俺と結城は池袋駅前に来ていた。十分前ぐらいから、来ていた。
俺の隣に立つイケメンは涼しい顔をしているが、内心パニックになっているだろうと想像したら笑いそうになった。
「おい、結城。ほんとにすんの?」
「え、ああ、もちろん!男に二言はない!」
「だったら話しかけねーと。ほら」
「う、わあ、あ!?」
トンっと軽く強張っている背中を押してやれば、歩いている女子高生二人組にぶつかった。
「いて……。ごめん!大丈夫?」
「マジ最あ…」
尻餅をついた女子高生は、結城を見て硬直した。おー早速イケメンパワーが活用されている。
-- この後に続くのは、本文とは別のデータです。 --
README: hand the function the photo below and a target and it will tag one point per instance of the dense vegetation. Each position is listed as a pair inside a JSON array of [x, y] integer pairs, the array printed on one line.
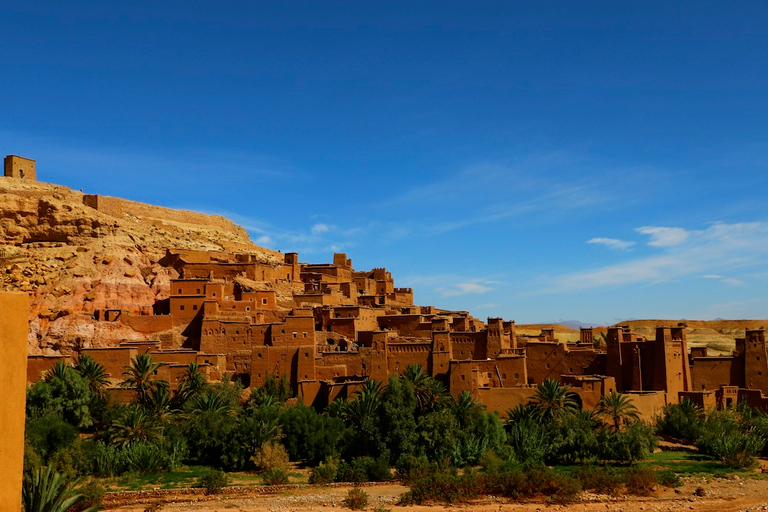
[[410, 423]]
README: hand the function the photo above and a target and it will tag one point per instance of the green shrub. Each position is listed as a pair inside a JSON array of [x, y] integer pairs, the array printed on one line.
[[443, 486], [632, 444], [733, 448], [410, 468], [682, 421], [146, 458], [271, 456], [357, 499], [212, 481], [364, 469], [93, 495], [640, 481], [668, 479], [47, 491], [599, 480], [107, 460], [568, 490], [275, 477], [325, 473]]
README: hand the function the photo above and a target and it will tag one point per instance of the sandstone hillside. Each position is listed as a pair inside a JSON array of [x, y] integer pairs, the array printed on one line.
[[74, 259]]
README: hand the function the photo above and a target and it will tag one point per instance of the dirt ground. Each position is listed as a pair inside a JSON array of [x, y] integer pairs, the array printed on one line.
[[719, 495]]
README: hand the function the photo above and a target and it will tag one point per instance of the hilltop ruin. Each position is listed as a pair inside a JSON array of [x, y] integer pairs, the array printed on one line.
[[113, 278]]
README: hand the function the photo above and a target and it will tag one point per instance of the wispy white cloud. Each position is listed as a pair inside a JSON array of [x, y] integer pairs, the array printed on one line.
[[449, 285], [612, 243], [532, 188], [320, 228], [724, 279], [465, 289], [664, 237], [719, 250]]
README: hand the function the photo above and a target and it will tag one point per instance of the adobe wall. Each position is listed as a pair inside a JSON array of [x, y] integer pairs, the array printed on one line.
[[19, 167], [148, 324], [469, 375], [117, 207], [550, 360], [114, 359], [499, 400], [712, 372], [400, 355], [38, 365], [649, 404], [13, 379], [407, 325]]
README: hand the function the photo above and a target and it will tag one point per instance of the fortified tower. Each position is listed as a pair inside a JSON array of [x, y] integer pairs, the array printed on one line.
[[756, 360], [20, 167]]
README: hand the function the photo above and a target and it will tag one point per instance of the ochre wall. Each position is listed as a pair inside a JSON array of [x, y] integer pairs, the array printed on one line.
[[712, 372], [13, 379], [38, 365], [16, 165]]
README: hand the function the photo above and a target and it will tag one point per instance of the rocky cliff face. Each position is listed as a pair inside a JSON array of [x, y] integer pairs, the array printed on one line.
[[73, 259]]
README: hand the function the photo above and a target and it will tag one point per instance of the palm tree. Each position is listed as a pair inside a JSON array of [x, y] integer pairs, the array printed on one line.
[[135, 425], [57, 371], [429, 393], [140, 375], [47, 491], [93, 372], [192, 382], [211, 401], [339, 408], [466, 408], [618, 408], [552, 399], [159, 401], [520, 413]]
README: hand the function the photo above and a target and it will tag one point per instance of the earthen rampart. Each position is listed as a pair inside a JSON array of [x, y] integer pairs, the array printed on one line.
[[118, 207]]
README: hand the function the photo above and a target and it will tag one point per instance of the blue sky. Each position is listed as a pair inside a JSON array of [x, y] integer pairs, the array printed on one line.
[[539, 161]]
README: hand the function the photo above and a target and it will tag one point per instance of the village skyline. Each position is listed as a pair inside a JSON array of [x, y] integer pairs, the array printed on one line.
[[539, 163]]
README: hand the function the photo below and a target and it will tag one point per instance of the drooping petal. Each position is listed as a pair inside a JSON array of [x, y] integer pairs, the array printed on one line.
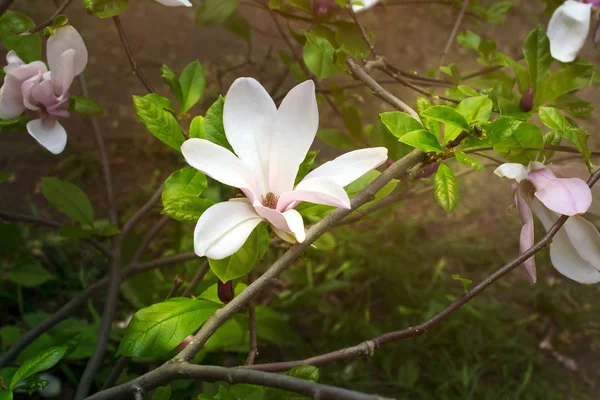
[[366, 5], [224, 228], [564, 254], [527, 238], [568, 28], [51, 135], [568, 196], [296, 125], [175, 3], [62, 76], [220, 164], [66, 38], [514, 171], [348, 167], [249, 117], [318, 191]]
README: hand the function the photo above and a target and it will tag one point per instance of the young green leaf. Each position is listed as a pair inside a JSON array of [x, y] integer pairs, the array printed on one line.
[[69, 200], [152, 112], [159, 328], [446, 188]]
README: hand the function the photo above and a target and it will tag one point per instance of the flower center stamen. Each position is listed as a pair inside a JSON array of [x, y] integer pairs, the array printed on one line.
[[270, 200]]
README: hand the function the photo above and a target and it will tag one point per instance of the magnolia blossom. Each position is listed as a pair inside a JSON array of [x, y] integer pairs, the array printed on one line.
[[44, 94], [575, 250], [568, 28], [269, 144]]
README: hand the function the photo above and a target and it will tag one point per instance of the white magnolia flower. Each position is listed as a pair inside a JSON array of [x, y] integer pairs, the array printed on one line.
[[270, 144], [575, 250], [569, 27]]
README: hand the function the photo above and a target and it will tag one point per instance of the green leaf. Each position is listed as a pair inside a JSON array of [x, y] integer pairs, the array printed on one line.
[[446, 188], [318, 55], [171, 79], [41, 362], [152, 112], [85, 105], [423, 140], [465, 159], [187, 182], [446, 115], [28, 47], [29, 273], [192, 82], [245, 259], [106, 8], [215, 12], [213, 124], [186, 209], [574, 76], [400, 123], [159, 328], [68, 199], [536, 49]]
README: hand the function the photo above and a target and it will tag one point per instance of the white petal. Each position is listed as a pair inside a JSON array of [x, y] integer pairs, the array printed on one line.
[[224, 228], [318, 191], [350, 166], [66, 38], [514, 171], [220, 164], [568, 29], [249, 116], [50, 135], [296, 125]]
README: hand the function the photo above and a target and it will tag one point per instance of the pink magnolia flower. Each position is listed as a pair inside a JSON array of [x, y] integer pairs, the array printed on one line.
[[575, 250], [270, 144], [41, 93], [569, 27]]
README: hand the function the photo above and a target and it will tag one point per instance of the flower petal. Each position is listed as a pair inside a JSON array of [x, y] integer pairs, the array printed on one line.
[[49, 134], [249, 118], [564, 254], [514, 171], [348, 167], [66, 38], [220, 164], [296, 125], [568, 28], [527, 238], [318, 191], [224, 228], [568, 196]]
気づかれないうちに近づくと、結城は俺を睨んで、尻餅した女子高生に「はい」と手を差し伸べた。
「あ、ありがとうございます……」
「ほんとごめん!じゃあ」
「おいおい結城、お詫びをしないまま帰るつもりかぁ?」
「……ごめん、今から時間をちょっともらってもいいかな?」
「「〜〜〜っ、もちろん!」」
おい結城、今ちょっとため息吐いただろ。女子高生は見事、結城のイケメンキラースマイル(名付け親、俺)にやられて、案外サクッと簡単に近くのファミレスに入店した。
……俺がナンパする時は、こうも上手くいかないもんなんだけどな。